Panny dzielą się u nas na trzy następne kategorie: 1) Posiadające znaczne posagi, tak zwane: panny bogate. 2) Posiadające małe posagi, tak zwane: panny niebiedne. 3) nie posiadające wcale posagów, tak zwane: panny ubogie. Od pierwszych niepodobna spodziewać się czynnego udziału w sprawie pracy kobiecej, bo każda z nich wsparta na magicznym wyrazie: posag, z zupełnym spokojem patrzy w swą przyszłość, pewna, że nie zabraknie zwolenników jej pozłacanej rączce, że zatem przez bramę małżeństwa przejdzie tylko z próżnowania do próżnowania, z bogactwa do bogactwa. Co stanie się z sercem i umysłem przez długie lata spędzane w bezczynności i światowym hałasie? Skąd weźmie się chleb codzienny, jeśli, jak się to często zdarza, bogactwo pęknie na kształt bańki mydlanej, zostawiając po sobie wszechstronną ruinę?
O tym bogate panny nie myślą, bo do takiego myślenia bynajmniej nie usposabia je wychowanie błahe i psujące w nich to nawet, co z natury byłoby dobrym.
Panny bogate nie mają pojęcia o innym rodzaju pracy jak wyszywanie na kanwie, czytanie romansu i uderzanie w klawisze.

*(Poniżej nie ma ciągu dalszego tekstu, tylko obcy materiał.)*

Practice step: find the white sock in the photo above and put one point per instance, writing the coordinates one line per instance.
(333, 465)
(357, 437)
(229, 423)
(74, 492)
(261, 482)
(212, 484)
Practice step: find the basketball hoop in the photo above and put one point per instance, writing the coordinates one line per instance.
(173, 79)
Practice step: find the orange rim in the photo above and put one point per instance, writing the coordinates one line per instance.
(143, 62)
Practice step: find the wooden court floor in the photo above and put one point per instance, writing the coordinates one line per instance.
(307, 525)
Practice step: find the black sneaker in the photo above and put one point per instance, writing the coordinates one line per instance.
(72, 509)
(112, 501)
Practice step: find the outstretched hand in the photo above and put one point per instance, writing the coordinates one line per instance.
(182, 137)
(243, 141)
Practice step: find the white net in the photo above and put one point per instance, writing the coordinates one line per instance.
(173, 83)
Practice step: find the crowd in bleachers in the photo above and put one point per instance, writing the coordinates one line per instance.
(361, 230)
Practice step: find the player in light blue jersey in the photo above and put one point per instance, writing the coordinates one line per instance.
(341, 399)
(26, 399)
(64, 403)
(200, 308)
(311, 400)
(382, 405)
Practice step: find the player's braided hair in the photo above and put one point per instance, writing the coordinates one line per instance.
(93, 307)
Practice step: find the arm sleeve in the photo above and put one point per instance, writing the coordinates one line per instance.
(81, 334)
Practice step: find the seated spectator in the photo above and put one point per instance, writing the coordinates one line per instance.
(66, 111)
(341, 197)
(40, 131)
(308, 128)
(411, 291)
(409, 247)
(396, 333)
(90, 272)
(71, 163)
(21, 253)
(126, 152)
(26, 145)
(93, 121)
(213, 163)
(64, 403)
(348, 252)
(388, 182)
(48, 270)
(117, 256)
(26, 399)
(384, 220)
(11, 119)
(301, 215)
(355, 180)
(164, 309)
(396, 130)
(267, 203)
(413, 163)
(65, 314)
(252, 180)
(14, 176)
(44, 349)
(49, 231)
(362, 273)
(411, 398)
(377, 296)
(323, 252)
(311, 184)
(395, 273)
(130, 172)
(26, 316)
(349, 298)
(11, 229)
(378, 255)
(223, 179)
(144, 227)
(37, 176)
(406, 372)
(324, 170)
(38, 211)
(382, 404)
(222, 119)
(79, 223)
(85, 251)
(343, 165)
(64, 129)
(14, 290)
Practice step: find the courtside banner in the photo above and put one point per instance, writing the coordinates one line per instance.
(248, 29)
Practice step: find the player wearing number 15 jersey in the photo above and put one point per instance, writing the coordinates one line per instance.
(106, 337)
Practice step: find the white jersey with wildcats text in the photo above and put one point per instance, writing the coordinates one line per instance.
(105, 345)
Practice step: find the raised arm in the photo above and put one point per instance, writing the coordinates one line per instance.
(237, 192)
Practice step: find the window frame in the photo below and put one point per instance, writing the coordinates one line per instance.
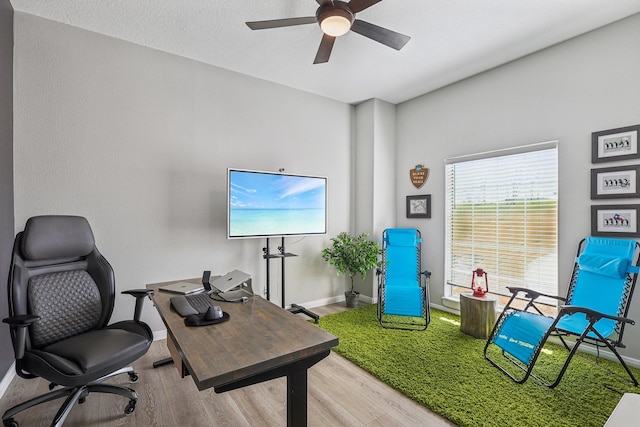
(451, 289)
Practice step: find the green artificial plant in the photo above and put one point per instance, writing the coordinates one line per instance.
(352, 255)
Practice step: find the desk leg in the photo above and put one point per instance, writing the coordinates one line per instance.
(297, 398)
(162, 362)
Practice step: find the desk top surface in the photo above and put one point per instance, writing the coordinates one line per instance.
(258, 337)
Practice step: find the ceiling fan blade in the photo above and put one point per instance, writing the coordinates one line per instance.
(277, 23)
(379, 34)
(359, 5)
(324, 51)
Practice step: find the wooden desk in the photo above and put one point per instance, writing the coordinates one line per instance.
(260, 342)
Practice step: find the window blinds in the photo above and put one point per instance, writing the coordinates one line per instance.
(501, 216)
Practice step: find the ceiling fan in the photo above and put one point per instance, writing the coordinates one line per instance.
(337, 18)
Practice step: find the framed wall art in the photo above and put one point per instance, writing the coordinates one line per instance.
(419, 206)
(615, 183)
(615, 220)
(615, 144)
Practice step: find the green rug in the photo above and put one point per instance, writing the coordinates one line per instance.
(445, 370)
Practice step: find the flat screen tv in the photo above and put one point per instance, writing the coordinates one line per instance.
(270, 204)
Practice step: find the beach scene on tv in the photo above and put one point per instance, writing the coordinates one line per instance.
(269, 204)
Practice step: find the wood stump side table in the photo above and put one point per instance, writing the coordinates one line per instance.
(477, 314)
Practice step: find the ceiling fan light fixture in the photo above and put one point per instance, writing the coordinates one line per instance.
(335, 21)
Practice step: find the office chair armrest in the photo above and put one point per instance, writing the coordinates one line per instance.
(139, 294)
(592, 315)
(18, 326)
(530, 293)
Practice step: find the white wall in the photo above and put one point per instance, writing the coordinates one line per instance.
(374, 172)
(563, 93)
(139, 141)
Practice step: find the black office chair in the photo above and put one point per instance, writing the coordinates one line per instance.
(61, 296)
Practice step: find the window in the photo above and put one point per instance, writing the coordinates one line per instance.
(501, 216)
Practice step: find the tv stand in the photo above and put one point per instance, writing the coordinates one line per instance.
(282, 254)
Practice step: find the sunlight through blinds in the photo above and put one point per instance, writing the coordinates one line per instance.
(501, 216)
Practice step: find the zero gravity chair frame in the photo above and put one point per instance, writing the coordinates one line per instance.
(403, 295)
(594, 311)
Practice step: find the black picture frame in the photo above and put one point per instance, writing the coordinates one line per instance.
(615, 144)
(419, 206)
(621, 182)
(615, 220)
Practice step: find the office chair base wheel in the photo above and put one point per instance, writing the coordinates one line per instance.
(130, 407)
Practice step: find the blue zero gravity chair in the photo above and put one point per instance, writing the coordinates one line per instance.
(594, 311)
(403, 297)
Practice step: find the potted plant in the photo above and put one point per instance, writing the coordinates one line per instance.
(352, 255)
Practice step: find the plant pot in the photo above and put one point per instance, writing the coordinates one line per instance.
(351, 298)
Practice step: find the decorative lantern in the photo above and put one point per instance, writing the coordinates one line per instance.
(479, 283)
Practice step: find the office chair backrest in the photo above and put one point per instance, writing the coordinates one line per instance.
(58, 274)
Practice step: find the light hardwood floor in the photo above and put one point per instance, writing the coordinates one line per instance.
(339, 394)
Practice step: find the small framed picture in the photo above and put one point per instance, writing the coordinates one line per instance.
(615, 144)
(615, 183)
(419, 206)
(615, 220)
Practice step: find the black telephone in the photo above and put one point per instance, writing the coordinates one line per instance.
(206, 275)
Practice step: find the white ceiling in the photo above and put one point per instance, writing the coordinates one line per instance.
(450, 39)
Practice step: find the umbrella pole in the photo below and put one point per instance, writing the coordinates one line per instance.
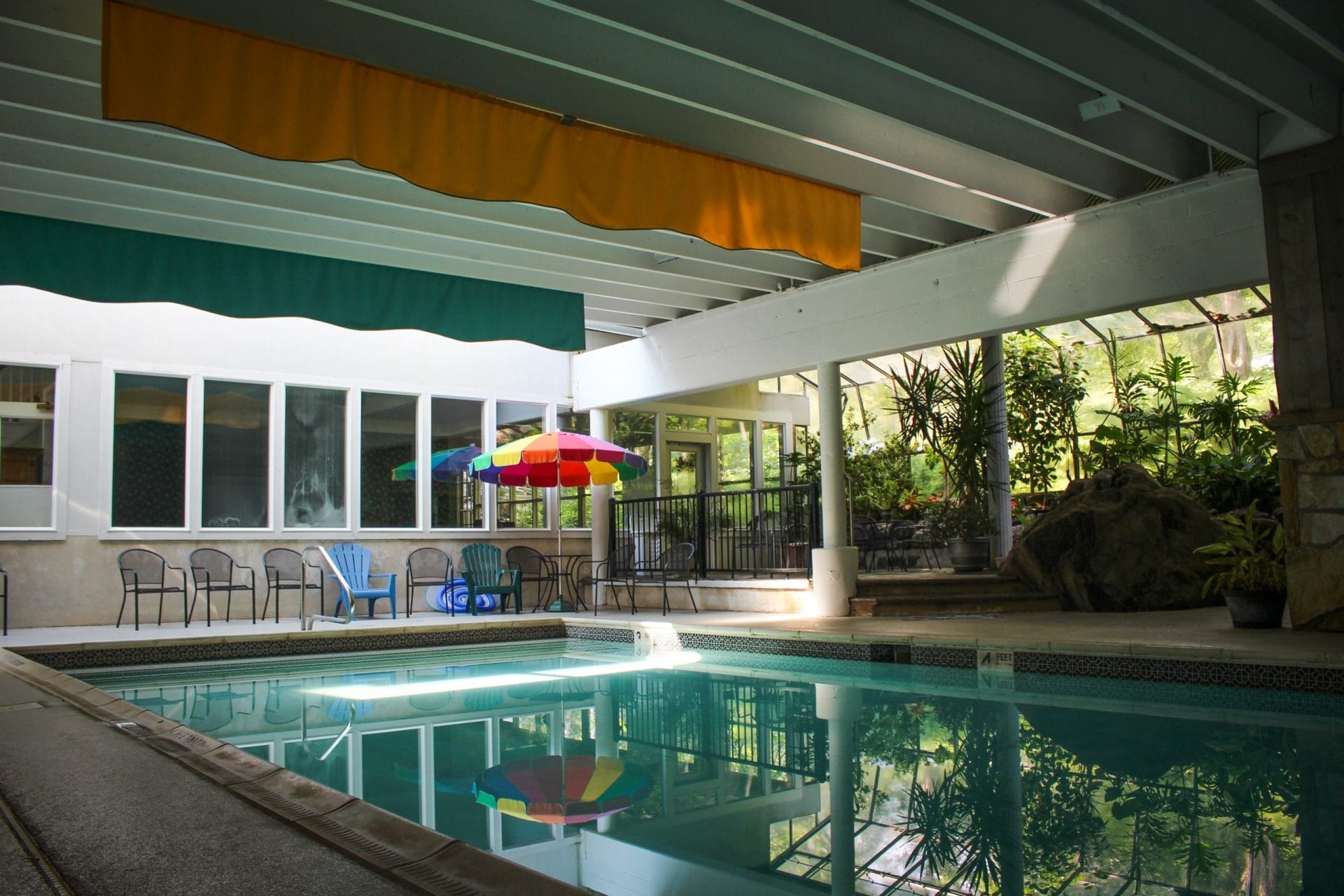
(559, 605)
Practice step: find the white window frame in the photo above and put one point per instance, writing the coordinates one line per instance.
(55, 531)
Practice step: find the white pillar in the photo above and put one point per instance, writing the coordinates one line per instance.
(840, 706)
(832, 457)
(600, 425)
(604, 724)
(996, 407)
(835, 566)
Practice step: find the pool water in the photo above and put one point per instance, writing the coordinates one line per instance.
(951, 780)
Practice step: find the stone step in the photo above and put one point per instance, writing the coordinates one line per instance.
(946, 594)
(949, 606)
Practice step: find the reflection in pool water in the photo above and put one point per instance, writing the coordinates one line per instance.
(949, 782)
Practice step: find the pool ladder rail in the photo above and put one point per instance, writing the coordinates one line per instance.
(308, 621)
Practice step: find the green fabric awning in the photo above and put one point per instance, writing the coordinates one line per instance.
(115, 265)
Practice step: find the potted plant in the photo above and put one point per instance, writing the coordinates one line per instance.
(960, 524)
(1250, 568)
(944, 409)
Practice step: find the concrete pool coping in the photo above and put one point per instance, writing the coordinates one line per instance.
(430, 862)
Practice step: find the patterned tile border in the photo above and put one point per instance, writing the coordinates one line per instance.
(1202, 672)
(752, 644)
(1193, 672)
(188, 652)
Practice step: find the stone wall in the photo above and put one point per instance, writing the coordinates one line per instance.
(1310, 454)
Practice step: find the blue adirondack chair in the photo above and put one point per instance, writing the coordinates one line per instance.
(484, 571)
(353, 562)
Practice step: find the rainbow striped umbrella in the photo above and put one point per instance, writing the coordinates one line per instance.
(558, 458)
(562, 790)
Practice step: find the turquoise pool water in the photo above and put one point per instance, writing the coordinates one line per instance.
(952, 780)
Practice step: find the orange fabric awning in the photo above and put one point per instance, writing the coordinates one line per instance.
(286, 102)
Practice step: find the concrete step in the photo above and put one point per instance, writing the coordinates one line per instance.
(946, 594)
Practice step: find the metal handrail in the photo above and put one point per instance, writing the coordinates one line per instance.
(307, 622)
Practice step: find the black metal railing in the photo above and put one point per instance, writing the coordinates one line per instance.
(761, 723)
(750, 532)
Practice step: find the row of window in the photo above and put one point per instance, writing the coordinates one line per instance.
(200, 453)
(150, 486)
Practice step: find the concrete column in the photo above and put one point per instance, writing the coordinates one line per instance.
(840, 707)
(1304, 238)
(835, 566)
(600, 425)
(1000, 496)
(1008, 799)
(604, 734)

Zresztą, według słów jednej z autorek francuskich p. Daubié, „przed kimże by świat palił kadzidła hołdów, jeśliby bogate kobiety ze swych ołtarzów zstąpiły?”. Dopóki więc sposób wychowania kobiet bogatych nie ulegnie zbawiennej przemianie, dopóty bogate panny zostaną straconymi dla sprawy pracy kobiecej.
Trzecia kategoria panien: panny ubogie, pracują, ale na nieszczęście rzadko mogą dobrze i umieją prawdziwie, a choćby i chciały torować sobie nieutarte szlaki, jeśli nie mają rodziców, którzy by im z pomocą przybiegli, znajdują przeszkodę prawie nie do przełamania w zupełnym braku materialnych zasobów.
Panna zupełnie uboga, będąca najczęściej mierną, tak zwaną tanią nauczycielką albo sierotą zostającą pod opieką krewnych, choćby najjaśniej pojmowała zbawienną myśl rozszerzenia pola dla pracy kobiecej, czynem jej poprzeć nie może; posiada ona tylko kawałek chleba zapracowany z dnia na dzień albo jako jałmużnę podany; jutra dla niej nie ma, ze smutnej drogi, na której stoi, przerzucić się na inną zbyt trudno dla niej, bo w czasie przejścia mogłaby — umrzeć z głodu.
Zostają więc panny z małymi posagami, za mało bogate, aby całą przyszłość swą na posiadanym funduszu oprzeć mogły, nie tyle ubogie, aby potrzebowały w najpierwszych dziecinnych niemal latach swego życia zdobywać już pracą byle jaką kawałek chleba.
Takie panny to córki urzędników, kupców, artystów — słowem ludzi wszech zawodów, którzy pracą całego życia zaledwie niewielkie uzbierać mogli dla swych dzieci zasoby pieniężne, a także i przeważnie córki średniej zamożności właścicieli ziemskich, którzy powszechnym obyczajem posiadaną ziemię w dziedzictwie zostawiają synom, córkom dając w posagu małe kapitaliki.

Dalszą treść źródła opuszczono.